が、全くの不動であるため、更に続けた方が良いようだ。
「判断力であれ実力であれ何にせよ、下に付く者に己の命を預けられる、と思わせる事を提示しなければ同程度の実力者がいる際に、二分化などに陥ってしまう危険性があるだろう。そうなれば、守るべくして存在するはずの"長"という要因のせいで滅びかねないのではないか?」
不明確な部分を問いで終わらせ、サキにボールを投げた。
口を紡ぎサキが何を言うか待つ。
「……ふーん? じゃあ、本題からは外れるけど仮にそのような状況下に陥った際の対処法は何かある?」
「……それは、そういった事になった際のためにサキのような長達をまとめる存在がいるのではないか? 」
「私が言うであろうその内容を聞いているのよ」
「あぁ、そういうことか、すまない。…………そうだなぁ……早計な考えかもしれないが、無理に鎮めるのではなくいっその事二つに割ってしまう、とかどうだろう? どちらが長に相応しいか、という名目でその種族の繁栄度合いを競わせれば個々ではあれだが種族全体を考えると不利益にはなるまい。……まぁ、その二つを一つにまとめることは容易では無くなってしまうし、犬神のような敵対勢力と対峙する際の団結力の低下など、不利益な事はありそうだが……長い目で見れば、一つの勢力だったものがより成長した二つの勢力になるという可能性も出来るし、仲が悪くても共通の敵がいれば不利益になる事も少なくなると考えられる。不仲の仲介するよりも割った方が管理する側も楽だろ?」
「ふーん?」
そう言いながらサキは少し目を細めた。
それは単に俺への評価を見定めたのかもしれない。
だが、スーッと細くなっていく目は見下すかのような、嘲笑うかのような、冷たい表情になっていったように見えてしまった。

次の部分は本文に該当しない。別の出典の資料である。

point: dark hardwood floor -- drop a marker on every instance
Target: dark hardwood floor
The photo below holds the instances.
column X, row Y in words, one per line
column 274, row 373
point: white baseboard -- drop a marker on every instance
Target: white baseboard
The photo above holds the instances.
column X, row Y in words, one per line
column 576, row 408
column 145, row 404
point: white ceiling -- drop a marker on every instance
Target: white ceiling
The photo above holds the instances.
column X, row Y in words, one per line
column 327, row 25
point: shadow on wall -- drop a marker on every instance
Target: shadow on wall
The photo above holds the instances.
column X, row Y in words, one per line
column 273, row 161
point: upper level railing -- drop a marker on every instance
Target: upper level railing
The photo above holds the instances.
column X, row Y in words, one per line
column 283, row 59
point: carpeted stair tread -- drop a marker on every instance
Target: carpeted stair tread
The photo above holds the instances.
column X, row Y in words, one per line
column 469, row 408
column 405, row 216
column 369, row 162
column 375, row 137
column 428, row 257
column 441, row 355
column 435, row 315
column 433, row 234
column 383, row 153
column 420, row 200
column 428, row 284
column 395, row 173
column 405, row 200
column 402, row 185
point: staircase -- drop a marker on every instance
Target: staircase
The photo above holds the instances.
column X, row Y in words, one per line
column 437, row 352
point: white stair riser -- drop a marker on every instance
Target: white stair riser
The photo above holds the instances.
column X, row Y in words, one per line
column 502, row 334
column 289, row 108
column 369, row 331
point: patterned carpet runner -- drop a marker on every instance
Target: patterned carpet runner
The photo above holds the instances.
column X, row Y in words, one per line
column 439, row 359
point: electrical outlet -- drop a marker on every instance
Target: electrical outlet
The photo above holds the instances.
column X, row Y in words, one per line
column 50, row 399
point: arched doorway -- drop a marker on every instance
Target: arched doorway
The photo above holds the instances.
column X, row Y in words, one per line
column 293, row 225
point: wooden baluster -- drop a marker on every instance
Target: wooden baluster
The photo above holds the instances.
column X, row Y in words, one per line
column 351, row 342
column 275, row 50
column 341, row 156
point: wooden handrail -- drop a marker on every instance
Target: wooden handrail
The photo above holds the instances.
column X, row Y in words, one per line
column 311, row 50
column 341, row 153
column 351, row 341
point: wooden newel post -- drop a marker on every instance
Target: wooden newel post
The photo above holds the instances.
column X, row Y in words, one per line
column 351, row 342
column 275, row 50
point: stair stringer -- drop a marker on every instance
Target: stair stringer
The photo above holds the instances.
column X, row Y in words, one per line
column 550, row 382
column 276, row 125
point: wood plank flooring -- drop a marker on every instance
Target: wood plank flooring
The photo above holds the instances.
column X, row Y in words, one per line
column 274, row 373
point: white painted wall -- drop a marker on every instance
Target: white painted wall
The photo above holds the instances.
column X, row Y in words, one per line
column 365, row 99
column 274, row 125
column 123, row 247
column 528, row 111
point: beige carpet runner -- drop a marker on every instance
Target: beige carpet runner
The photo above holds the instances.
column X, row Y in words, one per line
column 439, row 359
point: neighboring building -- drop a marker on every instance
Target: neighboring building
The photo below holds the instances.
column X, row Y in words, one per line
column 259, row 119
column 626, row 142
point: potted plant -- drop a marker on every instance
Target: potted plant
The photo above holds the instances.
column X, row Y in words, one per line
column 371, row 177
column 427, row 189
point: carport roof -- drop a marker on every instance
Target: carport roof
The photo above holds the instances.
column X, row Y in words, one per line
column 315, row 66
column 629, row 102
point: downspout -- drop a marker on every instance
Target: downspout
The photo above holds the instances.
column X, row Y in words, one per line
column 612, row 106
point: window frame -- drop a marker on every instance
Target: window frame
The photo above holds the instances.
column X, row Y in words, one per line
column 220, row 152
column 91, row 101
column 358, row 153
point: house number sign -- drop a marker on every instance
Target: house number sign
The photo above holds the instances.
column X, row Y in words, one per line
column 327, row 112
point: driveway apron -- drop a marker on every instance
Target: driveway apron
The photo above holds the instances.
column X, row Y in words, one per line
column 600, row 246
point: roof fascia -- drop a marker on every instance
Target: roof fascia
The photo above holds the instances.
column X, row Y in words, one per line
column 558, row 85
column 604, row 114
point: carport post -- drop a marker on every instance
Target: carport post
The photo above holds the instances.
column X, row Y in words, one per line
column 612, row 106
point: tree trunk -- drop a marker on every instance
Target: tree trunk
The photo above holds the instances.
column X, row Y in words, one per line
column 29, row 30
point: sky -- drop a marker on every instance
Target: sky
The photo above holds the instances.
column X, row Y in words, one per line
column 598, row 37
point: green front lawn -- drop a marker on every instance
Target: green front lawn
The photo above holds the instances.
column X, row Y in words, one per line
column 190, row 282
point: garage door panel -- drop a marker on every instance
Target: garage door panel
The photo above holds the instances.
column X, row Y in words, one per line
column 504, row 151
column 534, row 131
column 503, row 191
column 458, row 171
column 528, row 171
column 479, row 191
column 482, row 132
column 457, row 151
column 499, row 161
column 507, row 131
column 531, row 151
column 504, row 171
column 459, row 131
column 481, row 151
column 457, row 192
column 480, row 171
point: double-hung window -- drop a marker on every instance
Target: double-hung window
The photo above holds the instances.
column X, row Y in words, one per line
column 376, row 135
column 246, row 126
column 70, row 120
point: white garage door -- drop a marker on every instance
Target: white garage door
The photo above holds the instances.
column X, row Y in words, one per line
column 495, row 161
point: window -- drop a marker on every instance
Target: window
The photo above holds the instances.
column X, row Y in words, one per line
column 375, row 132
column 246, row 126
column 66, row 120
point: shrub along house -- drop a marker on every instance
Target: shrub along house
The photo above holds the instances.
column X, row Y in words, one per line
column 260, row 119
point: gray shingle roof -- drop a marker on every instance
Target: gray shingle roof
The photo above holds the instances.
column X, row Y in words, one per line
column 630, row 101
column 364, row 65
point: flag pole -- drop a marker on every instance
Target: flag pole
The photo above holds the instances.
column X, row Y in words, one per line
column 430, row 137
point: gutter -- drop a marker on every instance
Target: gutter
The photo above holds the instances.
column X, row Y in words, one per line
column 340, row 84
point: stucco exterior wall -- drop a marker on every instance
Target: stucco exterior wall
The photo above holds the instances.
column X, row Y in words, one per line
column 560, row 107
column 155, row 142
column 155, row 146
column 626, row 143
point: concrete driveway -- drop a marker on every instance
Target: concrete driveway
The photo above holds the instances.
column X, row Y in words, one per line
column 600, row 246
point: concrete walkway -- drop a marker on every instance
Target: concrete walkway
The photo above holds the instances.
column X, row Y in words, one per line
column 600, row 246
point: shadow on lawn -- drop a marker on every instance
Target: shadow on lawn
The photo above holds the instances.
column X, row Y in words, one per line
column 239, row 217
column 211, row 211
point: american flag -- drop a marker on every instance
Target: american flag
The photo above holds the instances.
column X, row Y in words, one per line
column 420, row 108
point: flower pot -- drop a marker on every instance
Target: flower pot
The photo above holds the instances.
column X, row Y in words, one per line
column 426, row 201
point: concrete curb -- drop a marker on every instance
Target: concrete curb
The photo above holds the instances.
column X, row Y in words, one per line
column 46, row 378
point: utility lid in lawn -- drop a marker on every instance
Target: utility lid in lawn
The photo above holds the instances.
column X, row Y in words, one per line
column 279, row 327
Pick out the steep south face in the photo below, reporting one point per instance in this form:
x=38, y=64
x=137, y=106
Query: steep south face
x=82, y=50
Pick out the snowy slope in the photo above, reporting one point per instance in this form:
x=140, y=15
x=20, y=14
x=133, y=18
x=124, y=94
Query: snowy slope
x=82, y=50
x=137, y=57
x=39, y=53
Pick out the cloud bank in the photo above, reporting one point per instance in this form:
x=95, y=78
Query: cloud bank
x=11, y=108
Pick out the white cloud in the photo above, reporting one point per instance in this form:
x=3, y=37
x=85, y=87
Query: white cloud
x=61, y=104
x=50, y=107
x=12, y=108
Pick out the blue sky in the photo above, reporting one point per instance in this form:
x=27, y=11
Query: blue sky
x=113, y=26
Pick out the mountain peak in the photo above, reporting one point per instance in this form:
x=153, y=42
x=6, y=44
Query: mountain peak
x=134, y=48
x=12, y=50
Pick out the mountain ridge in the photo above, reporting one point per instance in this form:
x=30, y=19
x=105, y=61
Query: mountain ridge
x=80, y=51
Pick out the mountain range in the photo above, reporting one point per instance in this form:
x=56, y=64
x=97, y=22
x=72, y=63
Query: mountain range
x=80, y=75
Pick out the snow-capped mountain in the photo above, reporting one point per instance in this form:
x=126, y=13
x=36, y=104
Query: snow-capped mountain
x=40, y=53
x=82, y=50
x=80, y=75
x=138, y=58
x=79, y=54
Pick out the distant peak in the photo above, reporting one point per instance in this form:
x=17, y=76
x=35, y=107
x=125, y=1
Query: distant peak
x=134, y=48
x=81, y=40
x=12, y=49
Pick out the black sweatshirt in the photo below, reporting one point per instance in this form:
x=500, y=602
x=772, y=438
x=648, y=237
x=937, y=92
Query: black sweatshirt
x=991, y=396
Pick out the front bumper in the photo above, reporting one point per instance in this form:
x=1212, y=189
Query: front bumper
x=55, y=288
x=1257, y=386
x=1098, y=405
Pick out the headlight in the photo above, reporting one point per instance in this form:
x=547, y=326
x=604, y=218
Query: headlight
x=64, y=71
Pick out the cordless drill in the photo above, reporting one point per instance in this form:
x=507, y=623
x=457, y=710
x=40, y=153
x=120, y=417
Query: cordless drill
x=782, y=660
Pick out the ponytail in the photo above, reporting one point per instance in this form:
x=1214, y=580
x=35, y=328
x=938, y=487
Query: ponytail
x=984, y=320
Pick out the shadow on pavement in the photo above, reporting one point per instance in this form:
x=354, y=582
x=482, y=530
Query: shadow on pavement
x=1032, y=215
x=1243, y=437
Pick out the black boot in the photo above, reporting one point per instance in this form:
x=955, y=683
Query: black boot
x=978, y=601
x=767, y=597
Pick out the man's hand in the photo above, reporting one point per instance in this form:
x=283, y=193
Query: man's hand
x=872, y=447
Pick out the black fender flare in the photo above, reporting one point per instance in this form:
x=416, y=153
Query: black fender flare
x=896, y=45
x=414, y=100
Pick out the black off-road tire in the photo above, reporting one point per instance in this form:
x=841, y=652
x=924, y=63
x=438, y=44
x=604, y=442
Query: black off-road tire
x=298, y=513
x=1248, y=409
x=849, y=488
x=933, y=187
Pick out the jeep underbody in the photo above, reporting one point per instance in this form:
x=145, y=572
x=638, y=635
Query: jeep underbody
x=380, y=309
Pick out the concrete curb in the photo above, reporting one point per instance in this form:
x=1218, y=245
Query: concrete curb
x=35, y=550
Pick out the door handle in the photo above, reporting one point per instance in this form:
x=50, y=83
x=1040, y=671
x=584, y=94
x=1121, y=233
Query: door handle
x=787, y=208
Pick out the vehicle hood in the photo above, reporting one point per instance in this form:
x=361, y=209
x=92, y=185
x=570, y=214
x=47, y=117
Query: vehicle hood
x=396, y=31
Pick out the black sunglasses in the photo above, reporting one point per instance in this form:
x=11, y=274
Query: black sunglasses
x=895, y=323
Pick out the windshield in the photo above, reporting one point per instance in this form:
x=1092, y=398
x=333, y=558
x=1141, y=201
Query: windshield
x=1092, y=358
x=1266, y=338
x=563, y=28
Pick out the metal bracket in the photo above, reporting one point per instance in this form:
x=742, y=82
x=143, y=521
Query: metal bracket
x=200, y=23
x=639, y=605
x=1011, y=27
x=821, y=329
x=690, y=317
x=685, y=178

どのように判断されるのか、そんな不安を抱いてしまっているためネガティブな捉え方をしてしまったのかもしれない。
……実際に嘲笑われているのかもしれない。
少しも変化の無い表情ではどう見られているのか全く判断が出来ず……やはり心配は増すばかりだ。
「んにゃーお」
そんな俺の心情を読み取ったのか、隣で静かにしていたクロが鳴いた。
心配するな、とでも言っているかのようだ。
ゆっくりと瞬きをするあたり、あながち間違ってはいないだろう。
「それじゃあ、次の質問。長となりうる素質があると判断されたクロにどんな事をする予定?」
クロにどんな教育をするか。
その答えの前に、俺は以前にも伝えた言葉を言おうとした。
「その前に――」
「おやぁ~?」
だが、その言葉は突然真後ろから聞こえた声によって止めざるを得なかった。